Amazon Redshift is a fast, scalable data warehouse that makes it simple and cost-effective to analyze all your data across your data warehouse and data lake. Amazon Redshift delivers 10 times faster performance than other data warehouses by using machine learning, massively parallel query execution, and columnar storage on high-performance disks.

You can set up and deploy a new data warehouse in minutes.
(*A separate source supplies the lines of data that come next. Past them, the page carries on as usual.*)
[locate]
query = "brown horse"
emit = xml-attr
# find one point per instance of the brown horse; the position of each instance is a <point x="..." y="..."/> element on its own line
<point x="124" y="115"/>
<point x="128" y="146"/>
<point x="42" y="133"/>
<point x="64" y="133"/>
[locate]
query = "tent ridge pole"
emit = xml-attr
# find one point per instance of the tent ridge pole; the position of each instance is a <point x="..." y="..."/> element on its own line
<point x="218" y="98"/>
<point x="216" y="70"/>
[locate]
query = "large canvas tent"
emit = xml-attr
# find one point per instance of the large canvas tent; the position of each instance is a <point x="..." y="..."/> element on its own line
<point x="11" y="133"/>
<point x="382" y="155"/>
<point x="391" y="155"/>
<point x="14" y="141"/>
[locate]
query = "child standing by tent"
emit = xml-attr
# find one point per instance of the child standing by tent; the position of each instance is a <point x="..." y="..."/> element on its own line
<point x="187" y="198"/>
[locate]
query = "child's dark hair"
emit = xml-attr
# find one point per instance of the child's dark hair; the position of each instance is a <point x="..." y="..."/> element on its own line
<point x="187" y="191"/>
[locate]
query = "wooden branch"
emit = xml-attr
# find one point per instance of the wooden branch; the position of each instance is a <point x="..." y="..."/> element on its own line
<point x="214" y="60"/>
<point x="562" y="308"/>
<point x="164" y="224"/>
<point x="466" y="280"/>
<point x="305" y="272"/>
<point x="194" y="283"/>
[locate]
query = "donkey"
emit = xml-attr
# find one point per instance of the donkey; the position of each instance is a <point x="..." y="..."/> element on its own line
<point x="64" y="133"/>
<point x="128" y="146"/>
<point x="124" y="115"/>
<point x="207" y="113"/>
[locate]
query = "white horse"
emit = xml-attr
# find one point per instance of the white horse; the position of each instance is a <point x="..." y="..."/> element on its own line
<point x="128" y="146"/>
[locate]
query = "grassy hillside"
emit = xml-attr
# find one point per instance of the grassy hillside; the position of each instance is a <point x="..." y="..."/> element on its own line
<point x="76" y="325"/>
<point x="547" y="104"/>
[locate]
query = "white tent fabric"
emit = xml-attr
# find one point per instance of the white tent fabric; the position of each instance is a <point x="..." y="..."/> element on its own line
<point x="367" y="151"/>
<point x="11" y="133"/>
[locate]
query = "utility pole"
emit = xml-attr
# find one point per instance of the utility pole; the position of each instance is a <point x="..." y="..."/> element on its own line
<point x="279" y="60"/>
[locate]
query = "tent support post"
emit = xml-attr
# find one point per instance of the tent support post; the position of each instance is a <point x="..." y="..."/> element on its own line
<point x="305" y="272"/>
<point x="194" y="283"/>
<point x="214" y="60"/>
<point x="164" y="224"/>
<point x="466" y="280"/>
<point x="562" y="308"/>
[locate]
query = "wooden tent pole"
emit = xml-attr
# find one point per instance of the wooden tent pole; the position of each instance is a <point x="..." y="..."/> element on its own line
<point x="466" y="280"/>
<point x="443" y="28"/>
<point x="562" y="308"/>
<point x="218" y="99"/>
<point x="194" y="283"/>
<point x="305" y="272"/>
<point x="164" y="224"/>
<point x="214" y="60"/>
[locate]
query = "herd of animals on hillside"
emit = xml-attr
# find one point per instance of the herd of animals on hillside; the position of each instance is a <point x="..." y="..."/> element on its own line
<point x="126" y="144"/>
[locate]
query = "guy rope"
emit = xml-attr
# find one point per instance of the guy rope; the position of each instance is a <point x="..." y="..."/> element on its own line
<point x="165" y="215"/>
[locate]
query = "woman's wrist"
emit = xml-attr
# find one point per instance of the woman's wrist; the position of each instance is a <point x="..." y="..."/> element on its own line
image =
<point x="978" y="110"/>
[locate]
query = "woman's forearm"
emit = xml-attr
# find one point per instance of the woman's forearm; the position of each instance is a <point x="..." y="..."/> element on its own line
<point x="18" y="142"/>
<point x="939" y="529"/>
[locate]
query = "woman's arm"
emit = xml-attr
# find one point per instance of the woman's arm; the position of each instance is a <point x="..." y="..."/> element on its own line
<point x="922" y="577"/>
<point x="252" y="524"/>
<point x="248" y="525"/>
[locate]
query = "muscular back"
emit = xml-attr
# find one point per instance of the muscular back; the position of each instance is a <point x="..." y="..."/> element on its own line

You can also run queries across petabytes of data in your Amazon Redshift data warehouse and exabytes of data in your data lake built on Amazon S3.

Amazon Redshift is an online analytical processing (OLAP) system as opposed to Amazon RDS databases, which are online transaction processing (OLTP).

  • OLTP databases usually process a large number of small transactions and are often used to provide source data to data warehouses.
  • OLAP systems usually process a small number of complex queries that help analyze data.

Meet Amazon DocumentDB

Amazon DocumentDB icon depicting a database with documents against a blue background

Amazon DocumentDB (with MongoDB compatibility) is a fast, scalable, highly available, and fully managed document database service that supports MongoDB (a cross-platform, document-oriented, NoSQL database) workloads.

Amazon DocumentDB is designed to give you the performance, scalability, and availability you need when operating mission-critical MongoDB workloads at scale. Amazon DocumentDB implements the Apache 2.0 open source MongoDB 3.6 API by emulating the responses that a MongoDB client expects from a MongoDB server. This capability enables you to use your existing MongoDB drivers and tools with Amazon DocumentDB.